If you ask any of these “Why?” questions, you might just hear something like: “Because I felt time stop right then. I gasped and saw the poignancy of the cycle of life and death unfold before my eyes. Timeless, magical, heart-rending, soul-opening. I saw the finished image in my head, felt it in my gut.
Only then did I reach for my camera, (feeling happy that it sees as artistically as I do, thus making my post-processing work later MUCH easier!), lower the ISO, crank my aperture up – and put my camera on a tripod so there’d be NO accidental movement on my part in this low light – and captured a few different exposures, to be sure I had every tone, DOF (depths of field) and light levels covered. My heart sang, my muse applauded. It felt incredible”.
That’s the conversation to have! It ends on settings. It doesn’t begin there.
Honestly, that’s how I take pictures. That’s how I choose my equipment and settings. And that’s why I use Photoshop to process my photos.
“Why” is the key question in any creative workflow.
(Right next to “What if?”)
Listen to That Feeling
The morning I shot this image I was responding to a feeling. Like an itch begging to be scratched. Y’know the ones that lie under a few layers of skin and you can’t quite scratch it hard enough because if you do it’ll hurt yourself and it’ll still itch anyway? Yeah, like that. Or maybe it’s just be one you can’t quite reach. You pick.
Point was, that feeling had me up crazy early because it had rained the night before and I knew there would be some awesome fog in the morning. I had a hankering to git me some mystical forest fog photos. Could see them in my mind, feel them, hear them singing their siren song to me from the mists.
Maybe they would appear as God rays through the trees… maybe as shadow figures peeking through the fog like spectral shapes… maybe as images where the lines were blurred between what was “real” and what wasn’t. Yeah, THAT. I’ve never been an early morning person (though strangely, I seem to be turning into one. Another story!)… but I was up early pearly on this day.
I drove for 15 minutes and… voila! There they were… the God rays, the spectres, the quiet stories whispering, just waiting, beckoning, luring me into their misty embrace.
And Then…
I saw this frame.
I felt time stop. I gasped and saw the poignancy of the cycle of life and death unfold before my eyes. Timeless, magical, heart-rending, soul-opening.
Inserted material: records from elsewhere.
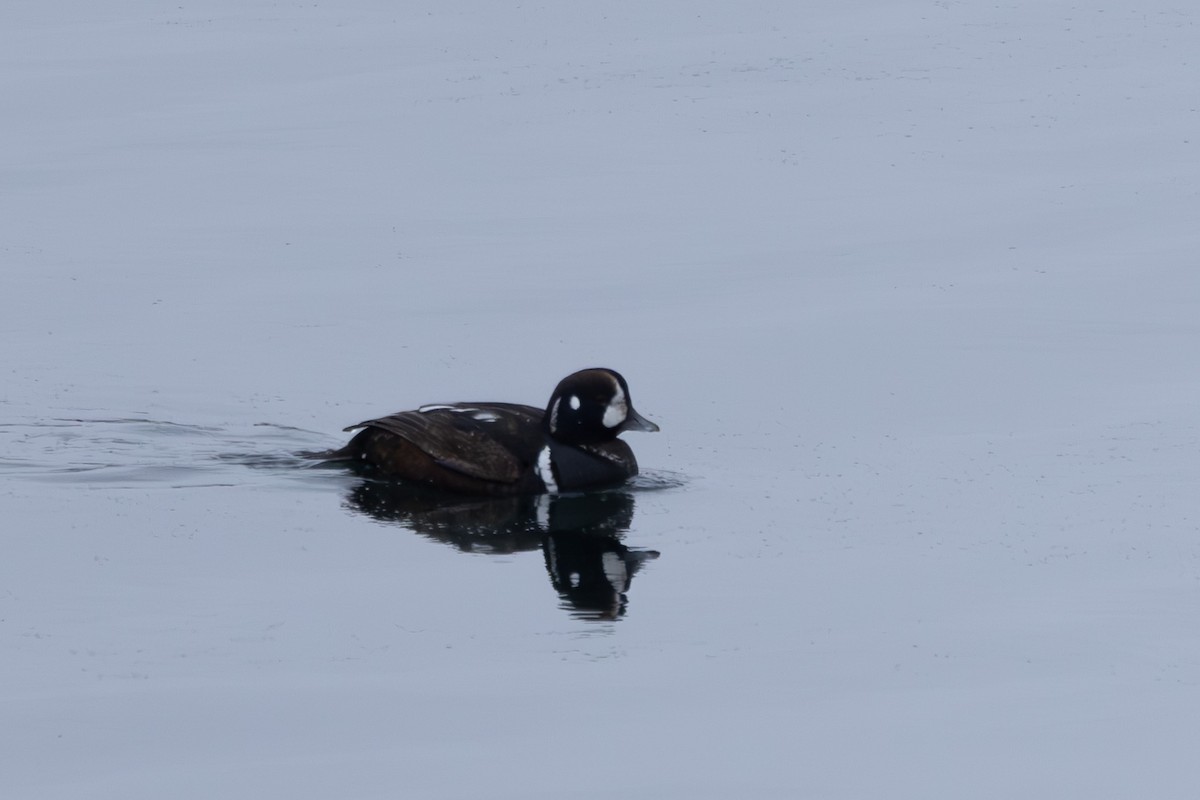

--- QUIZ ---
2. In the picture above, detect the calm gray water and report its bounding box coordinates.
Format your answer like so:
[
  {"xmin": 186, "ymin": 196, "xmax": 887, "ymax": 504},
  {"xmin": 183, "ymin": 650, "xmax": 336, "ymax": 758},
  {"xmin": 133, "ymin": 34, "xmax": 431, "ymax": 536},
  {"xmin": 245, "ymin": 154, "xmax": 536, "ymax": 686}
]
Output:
[{"xmin": 5, "ymin": 3, "xmax": 1200, "ymax": 798}]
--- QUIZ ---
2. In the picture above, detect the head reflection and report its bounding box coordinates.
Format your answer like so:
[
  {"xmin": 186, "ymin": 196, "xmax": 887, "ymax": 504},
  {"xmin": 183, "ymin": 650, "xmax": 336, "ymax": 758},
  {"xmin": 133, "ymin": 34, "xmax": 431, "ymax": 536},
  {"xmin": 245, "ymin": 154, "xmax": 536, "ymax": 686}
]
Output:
[{"xmin": 345, "ymin": 483, "xmax": 659, "ymax": 619}]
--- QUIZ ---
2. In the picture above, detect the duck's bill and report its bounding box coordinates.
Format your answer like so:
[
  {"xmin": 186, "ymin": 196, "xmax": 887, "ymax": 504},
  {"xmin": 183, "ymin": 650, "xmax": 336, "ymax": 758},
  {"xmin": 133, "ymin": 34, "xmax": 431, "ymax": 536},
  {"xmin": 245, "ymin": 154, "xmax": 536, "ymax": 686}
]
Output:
[{"xmin": 623, "ymin": 407, "xmax": 660, "ymax": 433}]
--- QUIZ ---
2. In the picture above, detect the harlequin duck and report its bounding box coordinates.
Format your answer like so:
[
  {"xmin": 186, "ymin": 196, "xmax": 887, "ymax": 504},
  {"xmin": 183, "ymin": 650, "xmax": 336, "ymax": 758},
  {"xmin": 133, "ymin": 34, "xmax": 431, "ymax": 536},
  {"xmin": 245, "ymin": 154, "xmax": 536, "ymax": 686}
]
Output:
[{"xmin": 322, "ymin": 368, "xmax": 658, "ymax": 496}]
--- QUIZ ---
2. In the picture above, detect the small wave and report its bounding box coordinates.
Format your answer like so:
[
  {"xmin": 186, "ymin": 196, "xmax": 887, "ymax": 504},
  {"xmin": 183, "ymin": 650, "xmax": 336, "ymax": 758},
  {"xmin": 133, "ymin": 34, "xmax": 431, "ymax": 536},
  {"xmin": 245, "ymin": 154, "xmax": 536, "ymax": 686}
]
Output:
[
  {"xmin": 625, "ymin": 470, "xmax": 689, "ymax": 492},
  {"xmin": 1, "ymin": 415, "xmax": 687, "ymax": 495},
  {"xmin": 0, "ymin": 415, "xmax": 340, "ymax": 488}
]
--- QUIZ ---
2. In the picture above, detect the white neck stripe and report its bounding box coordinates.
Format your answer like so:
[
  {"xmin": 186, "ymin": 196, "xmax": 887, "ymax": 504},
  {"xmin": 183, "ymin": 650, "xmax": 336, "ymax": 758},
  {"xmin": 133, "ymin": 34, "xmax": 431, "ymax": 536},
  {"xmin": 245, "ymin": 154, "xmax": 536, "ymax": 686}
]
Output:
[{"xmin": 537, "ymin": 446, "xmax": 558, "ymax": 492}]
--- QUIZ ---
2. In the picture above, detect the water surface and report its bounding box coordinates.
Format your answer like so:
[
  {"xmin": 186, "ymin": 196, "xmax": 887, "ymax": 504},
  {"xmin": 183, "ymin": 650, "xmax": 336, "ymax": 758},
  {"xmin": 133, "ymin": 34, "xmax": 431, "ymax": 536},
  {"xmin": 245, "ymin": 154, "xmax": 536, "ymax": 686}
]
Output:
[{"xmin": 4, "ymin": 3, "xmax": 1200, "ymax": 798}]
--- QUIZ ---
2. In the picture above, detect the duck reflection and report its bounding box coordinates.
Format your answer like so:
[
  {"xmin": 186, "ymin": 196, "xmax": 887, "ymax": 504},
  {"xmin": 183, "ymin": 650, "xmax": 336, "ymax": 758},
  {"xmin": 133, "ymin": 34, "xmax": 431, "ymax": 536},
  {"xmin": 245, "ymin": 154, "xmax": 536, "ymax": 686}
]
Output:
[{"xmin": 344, "ymin": 482, "xmax": 659, "ymax": 619}]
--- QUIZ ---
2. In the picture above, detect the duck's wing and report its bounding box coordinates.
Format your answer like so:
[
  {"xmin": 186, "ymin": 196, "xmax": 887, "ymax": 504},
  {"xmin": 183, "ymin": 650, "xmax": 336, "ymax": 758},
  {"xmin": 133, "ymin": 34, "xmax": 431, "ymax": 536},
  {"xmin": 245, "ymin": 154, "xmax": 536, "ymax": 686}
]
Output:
[{"xmin": 344, "ymin": 402, "xmax": 545, "ymax": 483}]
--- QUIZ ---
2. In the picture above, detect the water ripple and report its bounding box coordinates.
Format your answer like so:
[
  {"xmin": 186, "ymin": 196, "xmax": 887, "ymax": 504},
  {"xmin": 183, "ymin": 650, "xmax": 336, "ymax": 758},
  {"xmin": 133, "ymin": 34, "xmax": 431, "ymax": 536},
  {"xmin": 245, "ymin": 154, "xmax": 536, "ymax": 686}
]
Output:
[
  {"xmin": 0, "ymin": 416, "xmax": 688, "ymax": 495},
  {"xmin": 0, "ymin": 416, "xmax": 337, "ymax": 488}
]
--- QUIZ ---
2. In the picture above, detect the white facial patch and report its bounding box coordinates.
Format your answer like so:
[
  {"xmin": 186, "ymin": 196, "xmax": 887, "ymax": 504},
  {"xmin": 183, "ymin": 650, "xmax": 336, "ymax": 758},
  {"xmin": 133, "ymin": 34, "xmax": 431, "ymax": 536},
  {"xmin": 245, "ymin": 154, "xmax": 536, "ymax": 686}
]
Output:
[
  {"xmin": 602, "ymin": 551, "xmax": 628, "ymax": 591},
  {"xmin": 602, "ymin": 383, "xmax": 628, "ymax": 428},
  {"xmin": 537, "ymin": 446, "xmax": 558, "ymax": 492},
  {"xmin": 568, "ymin": 394, "xmax": 581, "ymax": 410},
  {"xmin": 548, "ymin": 397, "xmax": 561, "ymax": 433}
]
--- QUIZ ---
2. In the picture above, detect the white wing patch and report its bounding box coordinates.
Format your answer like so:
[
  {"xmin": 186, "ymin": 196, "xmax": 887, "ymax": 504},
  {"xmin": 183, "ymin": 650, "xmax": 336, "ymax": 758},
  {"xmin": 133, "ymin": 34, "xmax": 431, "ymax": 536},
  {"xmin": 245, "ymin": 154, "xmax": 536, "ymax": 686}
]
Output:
[
  {"xmin": 602, "ymin": 383, "xmax": 627, "ymax": 428},
  {"xmin": 418, "ymin": 404, "xmax": 498, "ymax": 422},
  {"xmin": 537, "ymin": 446, "xmax": 559, "ymax": 492}
]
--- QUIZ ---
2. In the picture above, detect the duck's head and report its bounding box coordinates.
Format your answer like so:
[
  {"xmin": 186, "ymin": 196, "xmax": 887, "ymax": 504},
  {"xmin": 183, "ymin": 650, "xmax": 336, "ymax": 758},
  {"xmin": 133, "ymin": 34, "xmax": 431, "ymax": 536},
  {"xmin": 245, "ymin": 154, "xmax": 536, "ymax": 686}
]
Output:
[{"xmin": 544, "ymin": 368, "xmax": 659, "ymax": 445}]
I saw the finished image in my head, felt it in my gut.
Only then did I reach for my Fuji X-T1 and 16-55mm lens, (feeling happy that it sees as artistically as I do, thus making my post-processing work later MUCH easier!), lowered the ISO to 200, cranked my aperture up to f/16, put my camera on a tripod so there’d be NO accidental movement on my part in this low light – and captured a few different exposures, just to be sure I had every tone, DOF’s (depths of field) and light levels covered.
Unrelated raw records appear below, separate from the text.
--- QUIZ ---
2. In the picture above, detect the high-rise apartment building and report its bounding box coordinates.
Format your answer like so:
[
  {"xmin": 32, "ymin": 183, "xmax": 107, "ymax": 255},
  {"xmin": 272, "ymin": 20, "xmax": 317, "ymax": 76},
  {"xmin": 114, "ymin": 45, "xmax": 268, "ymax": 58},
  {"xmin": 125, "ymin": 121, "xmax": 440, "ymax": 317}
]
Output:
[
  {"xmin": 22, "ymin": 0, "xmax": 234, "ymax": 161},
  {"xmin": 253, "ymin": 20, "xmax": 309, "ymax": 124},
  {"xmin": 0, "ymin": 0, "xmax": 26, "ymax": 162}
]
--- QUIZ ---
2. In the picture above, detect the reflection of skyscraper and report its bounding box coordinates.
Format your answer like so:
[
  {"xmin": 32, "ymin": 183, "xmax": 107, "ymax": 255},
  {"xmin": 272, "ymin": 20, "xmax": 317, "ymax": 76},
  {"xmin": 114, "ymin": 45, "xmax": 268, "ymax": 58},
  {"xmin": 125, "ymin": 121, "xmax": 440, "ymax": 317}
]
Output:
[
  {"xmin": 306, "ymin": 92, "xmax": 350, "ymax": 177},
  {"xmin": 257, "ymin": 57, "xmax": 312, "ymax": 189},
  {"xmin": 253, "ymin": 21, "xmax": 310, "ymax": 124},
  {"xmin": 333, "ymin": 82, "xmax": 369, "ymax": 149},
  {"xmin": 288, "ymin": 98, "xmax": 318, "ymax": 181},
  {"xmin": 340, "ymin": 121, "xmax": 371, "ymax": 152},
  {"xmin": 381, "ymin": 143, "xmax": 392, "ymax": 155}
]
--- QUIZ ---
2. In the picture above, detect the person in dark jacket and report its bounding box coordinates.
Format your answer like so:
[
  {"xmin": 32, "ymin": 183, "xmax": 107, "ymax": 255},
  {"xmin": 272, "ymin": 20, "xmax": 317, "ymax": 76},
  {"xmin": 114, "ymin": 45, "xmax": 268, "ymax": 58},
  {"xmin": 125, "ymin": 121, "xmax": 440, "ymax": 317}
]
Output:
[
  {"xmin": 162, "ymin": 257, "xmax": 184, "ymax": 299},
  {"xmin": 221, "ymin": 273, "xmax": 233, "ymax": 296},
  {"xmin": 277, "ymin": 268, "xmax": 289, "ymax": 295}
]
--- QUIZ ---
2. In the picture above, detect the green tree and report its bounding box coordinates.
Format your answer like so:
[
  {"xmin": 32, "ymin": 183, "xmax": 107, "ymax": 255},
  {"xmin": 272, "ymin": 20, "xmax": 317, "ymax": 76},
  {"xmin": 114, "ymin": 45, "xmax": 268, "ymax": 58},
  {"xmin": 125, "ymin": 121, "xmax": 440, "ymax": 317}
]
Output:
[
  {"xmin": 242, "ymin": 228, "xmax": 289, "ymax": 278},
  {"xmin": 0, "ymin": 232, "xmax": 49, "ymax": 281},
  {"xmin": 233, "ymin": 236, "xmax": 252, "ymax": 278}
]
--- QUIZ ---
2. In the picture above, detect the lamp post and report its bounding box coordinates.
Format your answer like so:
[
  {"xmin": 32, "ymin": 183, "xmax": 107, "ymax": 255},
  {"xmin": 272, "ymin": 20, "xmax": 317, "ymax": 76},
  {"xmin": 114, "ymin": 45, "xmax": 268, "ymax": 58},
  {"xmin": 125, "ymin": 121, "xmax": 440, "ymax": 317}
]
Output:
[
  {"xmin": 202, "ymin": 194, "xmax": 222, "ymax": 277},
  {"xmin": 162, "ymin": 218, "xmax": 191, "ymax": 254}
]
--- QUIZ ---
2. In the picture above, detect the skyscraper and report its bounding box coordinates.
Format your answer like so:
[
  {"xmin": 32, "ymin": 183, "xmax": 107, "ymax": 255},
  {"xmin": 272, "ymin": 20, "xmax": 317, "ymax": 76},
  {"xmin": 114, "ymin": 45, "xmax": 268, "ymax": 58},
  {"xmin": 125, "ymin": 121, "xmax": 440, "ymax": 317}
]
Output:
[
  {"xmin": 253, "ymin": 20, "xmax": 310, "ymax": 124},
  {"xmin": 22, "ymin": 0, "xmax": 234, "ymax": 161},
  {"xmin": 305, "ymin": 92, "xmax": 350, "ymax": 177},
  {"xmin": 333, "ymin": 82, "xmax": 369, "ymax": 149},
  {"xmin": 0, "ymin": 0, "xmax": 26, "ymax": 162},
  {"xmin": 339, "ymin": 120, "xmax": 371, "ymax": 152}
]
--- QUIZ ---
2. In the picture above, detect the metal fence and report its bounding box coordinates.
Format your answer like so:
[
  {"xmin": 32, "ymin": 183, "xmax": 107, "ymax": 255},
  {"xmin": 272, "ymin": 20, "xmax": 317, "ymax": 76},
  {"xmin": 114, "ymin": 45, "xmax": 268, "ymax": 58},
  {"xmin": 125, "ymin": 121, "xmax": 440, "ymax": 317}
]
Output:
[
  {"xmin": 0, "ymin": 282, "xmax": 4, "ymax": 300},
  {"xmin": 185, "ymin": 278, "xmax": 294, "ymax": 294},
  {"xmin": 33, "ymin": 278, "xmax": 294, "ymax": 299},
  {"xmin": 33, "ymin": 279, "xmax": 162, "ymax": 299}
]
My heart sang, my muse applauded. It felt incredible.
In Photoshop, I did some image blending using layers, so there would be no blown out nor too-dark sections, added a bit more fog to what was already there and some mild blurring to increase the effect that the conditions already suggested but that needed to be more for the feeling I wanted to create.
I wanted it to feel a bit more lost in time and space… yet recognizably real. Grounded. Evocative. Inspiring. Because those are all qualities that resonate for me in this photo… and are part of my voice in this lifetime. The voice I speak with – and the one that makes itself known in all of my work, no matter what it is.
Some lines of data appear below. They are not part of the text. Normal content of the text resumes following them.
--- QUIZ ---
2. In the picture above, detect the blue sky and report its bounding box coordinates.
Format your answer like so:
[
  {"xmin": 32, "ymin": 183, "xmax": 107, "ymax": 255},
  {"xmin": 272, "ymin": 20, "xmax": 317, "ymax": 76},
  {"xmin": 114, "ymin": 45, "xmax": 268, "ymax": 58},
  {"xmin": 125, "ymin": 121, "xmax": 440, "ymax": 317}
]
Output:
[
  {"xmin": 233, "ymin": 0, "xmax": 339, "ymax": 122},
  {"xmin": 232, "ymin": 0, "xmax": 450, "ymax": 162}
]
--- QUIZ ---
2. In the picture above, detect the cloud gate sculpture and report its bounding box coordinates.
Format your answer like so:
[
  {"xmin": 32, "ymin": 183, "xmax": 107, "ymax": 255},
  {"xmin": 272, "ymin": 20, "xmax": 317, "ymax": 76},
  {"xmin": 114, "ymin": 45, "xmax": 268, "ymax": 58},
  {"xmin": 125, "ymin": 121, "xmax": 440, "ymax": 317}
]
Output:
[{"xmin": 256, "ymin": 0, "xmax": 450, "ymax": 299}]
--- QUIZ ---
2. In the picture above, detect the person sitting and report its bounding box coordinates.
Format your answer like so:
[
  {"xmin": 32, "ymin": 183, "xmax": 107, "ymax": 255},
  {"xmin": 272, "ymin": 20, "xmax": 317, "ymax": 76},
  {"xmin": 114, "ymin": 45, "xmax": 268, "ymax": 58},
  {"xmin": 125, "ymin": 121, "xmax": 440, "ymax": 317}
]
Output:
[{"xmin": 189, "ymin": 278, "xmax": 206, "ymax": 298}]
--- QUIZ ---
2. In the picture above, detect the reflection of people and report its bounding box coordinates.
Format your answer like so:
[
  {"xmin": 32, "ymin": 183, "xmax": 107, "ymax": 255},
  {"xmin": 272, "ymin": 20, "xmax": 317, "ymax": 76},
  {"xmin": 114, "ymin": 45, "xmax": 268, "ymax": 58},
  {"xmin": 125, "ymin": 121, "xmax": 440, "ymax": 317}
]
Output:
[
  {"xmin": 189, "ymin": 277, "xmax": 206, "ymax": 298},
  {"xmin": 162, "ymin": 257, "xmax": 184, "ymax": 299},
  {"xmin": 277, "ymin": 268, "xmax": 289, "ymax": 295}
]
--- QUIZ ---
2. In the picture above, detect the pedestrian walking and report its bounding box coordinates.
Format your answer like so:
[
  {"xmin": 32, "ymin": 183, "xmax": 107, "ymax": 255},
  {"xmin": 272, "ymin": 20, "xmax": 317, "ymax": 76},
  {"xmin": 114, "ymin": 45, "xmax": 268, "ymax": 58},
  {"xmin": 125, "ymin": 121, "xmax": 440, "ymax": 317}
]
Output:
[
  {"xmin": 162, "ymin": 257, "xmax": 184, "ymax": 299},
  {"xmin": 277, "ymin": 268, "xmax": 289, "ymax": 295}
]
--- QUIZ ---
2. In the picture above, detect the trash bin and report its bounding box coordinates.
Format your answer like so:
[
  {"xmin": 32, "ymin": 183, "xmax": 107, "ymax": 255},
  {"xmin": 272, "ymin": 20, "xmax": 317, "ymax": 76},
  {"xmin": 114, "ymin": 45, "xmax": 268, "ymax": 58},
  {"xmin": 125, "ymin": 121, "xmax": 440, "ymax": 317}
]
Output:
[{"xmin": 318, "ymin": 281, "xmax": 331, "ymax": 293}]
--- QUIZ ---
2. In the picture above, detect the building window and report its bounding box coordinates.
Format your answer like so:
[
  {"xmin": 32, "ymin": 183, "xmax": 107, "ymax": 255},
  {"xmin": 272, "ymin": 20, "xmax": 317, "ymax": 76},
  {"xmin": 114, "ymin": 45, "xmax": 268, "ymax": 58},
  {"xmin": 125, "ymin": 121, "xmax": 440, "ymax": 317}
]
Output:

It’s always been like that.
Finding Your Voice
Finding your voice is so much more than figuring out what your “style” is.
It’s listening, really intently. Discovering what makes you gasp, leap, laugh, giggle and FEEL the most. (Which of course, shifts, changes and evolves as you do.)
And then… after listening with every fiber of your being.. and only then, you use voice, your camera, your paintbrush, your life… and express it, speak it, bring it to life with all you got.
That’s art.
That’s life.
THAT’S a the story worth listening to… worth speaking… worth living out loud!